Рефлексия над конкретной политикой затрудняет конкретное политическое действие, так как такое действие связано с конкретным интересом, а рефлексия подчиняет этот интерес теоретическим концепциям, которые носят абстрактный характер. Это в свою очередь приводит к тому, что социальный субъект, действуя во имя абстрактного интереса, наносит ущерб интересам собственным. Это создает систему политических действий во имя чужих интересов, а следовательно, постоянную неудовлетворенность собственной политикой для большинства, а возможно и для всех, социальных субъектов. Политика прямого интереса приводит к созданию компромисса при столкновении двух интересов, и этот компромисс понимается субъектом как единственная возможность достижения желаемого, ограниченная внешней силой (силой другого интереса). Разочарование здесь связано с тем, что собственная сила оказалась недостаточной, но виден четкий путь выхода из этой ситуации -путь наращивания силы. Теоретическая (рефлексивная) политика создает си-
туацию принятия компромисса при возможном недоиспользовании наличной силы: «Мы могли бы достигнуть большего, но, непонятно почему, мы этого не достигли». Ответом на это «почему» будет то, что наши возможности здесь определены не только рамками нашей силы, но и границами той политической теории, которую мы принимаем. Выходом из такого положения будет попытка использовать скрытые возможности посредством реформы, революции и других экстраординарных методов, но часто бывает, что скрытой является не сила, а иллюзия силы, и тогда реформу ждет крах. При политике прямого интереса аккумуляция силы носит постепенный, эволюционный характер - расширение производства, рост социального, трудового капитала и т. п. Иллюзии рефлексивной политики порождают искусственные конструкции, не обеспеченные ничем. Это еще сильнее раскачивает лодку всеобщей «политики чужих интересов».

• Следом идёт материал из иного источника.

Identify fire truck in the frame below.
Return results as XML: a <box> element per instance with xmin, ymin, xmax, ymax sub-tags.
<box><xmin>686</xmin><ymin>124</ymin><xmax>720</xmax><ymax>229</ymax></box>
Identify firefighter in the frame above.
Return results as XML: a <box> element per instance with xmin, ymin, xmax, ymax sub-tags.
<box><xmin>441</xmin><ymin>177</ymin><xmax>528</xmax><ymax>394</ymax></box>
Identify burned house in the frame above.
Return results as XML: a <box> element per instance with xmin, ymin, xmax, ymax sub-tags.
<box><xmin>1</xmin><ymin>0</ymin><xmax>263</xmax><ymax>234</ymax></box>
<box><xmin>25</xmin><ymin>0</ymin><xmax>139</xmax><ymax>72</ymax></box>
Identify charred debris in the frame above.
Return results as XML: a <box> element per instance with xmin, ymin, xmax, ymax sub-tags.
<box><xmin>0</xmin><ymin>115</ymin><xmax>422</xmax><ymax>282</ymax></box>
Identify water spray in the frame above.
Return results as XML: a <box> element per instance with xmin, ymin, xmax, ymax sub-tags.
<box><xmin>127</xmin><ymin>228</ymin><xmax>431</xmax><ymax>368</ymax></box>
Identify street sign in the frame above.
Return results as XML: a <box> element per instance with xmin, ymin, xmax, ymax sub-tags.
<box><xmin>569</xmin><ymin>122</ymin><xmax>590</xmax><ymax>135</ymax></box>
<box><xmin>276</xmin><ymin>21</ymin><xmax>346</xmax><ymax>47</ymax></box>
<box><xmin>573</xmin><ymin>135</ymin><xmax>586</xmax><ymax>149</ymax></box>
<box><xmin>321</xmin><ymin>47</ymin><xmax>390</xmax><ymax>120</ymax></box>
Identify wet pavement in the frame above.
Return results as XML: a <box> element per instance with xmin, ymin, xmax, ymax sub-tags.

Отмеченный вид рефлексии, а именно рефлексия над политикой, не является единственным в современном сверхрефлексивном мире. Этот вид поглощается более абстрактной формой рефлексии - рефлексией над историей. История, как известно, является не описанием исторического процесса, а лишь его интерпретацией, зависимой от многих субъективных факторов. Размышление над написанной историей должно восприниматься не как анализ реальных событий и реальных социально-политических концепций, а как осмысление исторических схем и теорий. Что приводит нас к еще большему уровню абстракции и удаленности от реального положения дел, от социальной жизни к рефлексии над историографией, в которую превращается и история, и социология, и философия. Все больше и больше интеллектуальных сил тратится в современном научном мире именно на изучение предшествующих нам концепций. «Гораздо больше труда уходит на перетолковывание толкований, чем на толкование самих вещей, и больше книг пишется о книгах, чем о каких-либо иных предметах; мы только и делаем, что составляем глоссы друг на друга» [8, с. 360]. Социальные философы осмысливают не общественную жизнь, а знания о ней. Эти знания и есть общество как эпистемологическая и социальная реальность одновременно. В этом смысле социальная реальность есть только интерпретация.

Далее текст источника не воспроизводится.